God, the kids these days say the silliest things or have such limited exposure before they’re willing to go out on a limb. Falls into the category of “technically true”. He’s never seen word-processing software that lets elements overlap, but he’s apparently only ever used super-weak-ass word-processing software—probably cloud versions of formerly powerful editors. Microsoft Word, for example, easily allows elements to overlap.

“The Flow layout algorithm is treating this image as if it was a character in a paragraph, and adding a bit of space below to ensure it isn’t uncomfortably close to the characters on the (theoretical) next line of text. So it’s not margin, or padding, or border… it’s the bit of intrinsic space that Flow layout applies to inline elements, the space typically manipulated with the line-height CSS property!
“There are a lot of layout algorithms in CSS, and they all have their own quirks and hidden mechanisms. When we focus on CSS properties, we’re only seeing the tip of the iceberg. We never learn about really important concepts like stacking contexts or containing blocks or cascade origins!


Tweaking In The Browser by Ahmad Shadeed

This is an interesting article, but he forgets to consider why someone might be designing directly in CSS: they don’t know how to use any design tools. It’s all well and good that he is extremely well-versed in Figma and feels much faster in that. But if you’re terrible at actual design tools, then you’re not slower in CSS/HTML. You might very well be much slower than Shadeed, but that’s not going to change until you learn a design tool like Figma.

Another reason why people design in the browser is that it used to be much harder to reproduce the output of a design tool in CSS. It made less sense to design something that could never be represented anyway, so you just built it directly in HTML/CSS, where your design was limited by the ability of the tool—but it was going to be anyway because you can’t release a Figma file as your UI.

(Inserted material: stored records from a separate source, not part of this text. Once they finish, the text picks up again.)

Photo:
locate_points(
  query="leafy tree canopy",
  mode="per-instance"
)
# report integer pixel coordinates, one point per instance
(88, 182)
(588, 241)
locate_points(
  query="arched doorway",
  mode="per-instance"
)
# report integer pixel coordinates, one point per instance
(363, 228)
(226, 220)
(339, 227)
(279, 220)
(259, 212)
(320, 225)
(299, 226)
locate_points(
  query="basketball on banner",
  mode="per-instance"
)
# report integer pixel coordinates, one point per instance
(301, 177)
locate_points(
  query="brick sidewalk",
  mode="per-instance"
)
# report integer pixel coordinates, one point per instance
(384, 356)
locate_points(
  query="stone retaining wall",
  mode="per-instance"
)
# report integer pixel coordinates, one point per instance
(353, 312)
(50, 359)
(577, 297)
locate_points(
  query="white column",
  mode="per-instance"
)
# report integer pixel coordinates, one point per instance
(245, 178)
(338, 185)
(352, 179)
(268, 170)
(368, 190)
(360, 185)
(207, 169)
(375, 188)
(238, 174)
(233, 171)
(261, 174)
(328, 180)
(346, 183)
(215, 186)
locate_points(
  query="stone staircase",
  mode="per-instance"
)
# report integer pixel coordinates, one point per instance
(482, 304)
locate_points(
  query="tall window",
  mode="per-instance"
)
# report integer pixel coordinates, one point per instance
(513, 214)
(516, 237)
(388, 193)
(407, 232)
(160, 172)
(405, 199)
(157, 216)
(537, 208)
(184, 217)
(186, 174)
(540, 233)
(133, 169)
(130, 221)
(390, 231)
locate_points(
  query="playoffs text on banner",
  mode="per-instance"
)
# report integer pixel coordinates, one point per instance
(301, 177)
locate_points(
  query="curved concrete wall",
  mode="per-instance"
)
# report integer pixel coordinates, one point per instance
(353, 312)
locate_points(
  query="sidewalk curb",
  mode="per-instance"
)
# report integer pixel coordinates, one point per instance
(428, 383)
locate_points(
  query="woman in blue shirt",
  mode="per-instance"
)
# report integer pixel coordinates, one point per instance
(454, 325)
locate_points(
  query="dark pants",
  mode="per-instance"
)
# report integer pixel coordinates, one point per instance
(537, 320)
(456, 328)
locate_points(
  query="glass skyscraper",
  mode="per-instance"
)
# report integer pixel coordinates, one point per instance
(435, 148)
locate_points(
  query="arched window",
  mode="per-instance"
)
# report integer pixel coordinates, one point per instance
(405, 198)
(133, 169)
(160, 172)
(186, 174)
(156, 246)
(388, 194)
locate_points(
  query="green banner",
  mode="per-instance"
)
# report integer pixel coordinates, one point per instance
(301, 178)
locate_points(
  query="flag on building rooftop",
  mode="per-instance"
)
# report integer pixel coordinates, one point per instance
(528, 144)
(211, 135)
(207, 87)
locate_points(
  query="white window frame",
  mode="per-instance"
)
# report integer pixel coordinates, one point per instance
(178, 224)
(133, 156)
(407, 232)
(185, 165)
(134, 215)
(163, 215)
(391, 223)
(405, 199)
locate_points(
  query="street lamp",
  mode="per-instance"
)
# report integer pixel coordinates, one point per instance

His point is well-taken, though, that if you do know a design tool, then you should use that to design your interface without limiting your vision by how well or efficiently it can be represented in the solution space (the browser). That’s always a good idea. Come up with the solution or design first, then figure out how to implement it. If it’s too hard to implement or would be too inefficient or unmaintainable, then return to the design with this information in hand and see whether the design can be adjusted without compromising its vision.

It’s always a bad idea to come up with solutions based on what’s possible rather than what’s desirable. You limit the possibility of finding something really interesting and new and better rather than just building what’s already been built many times before.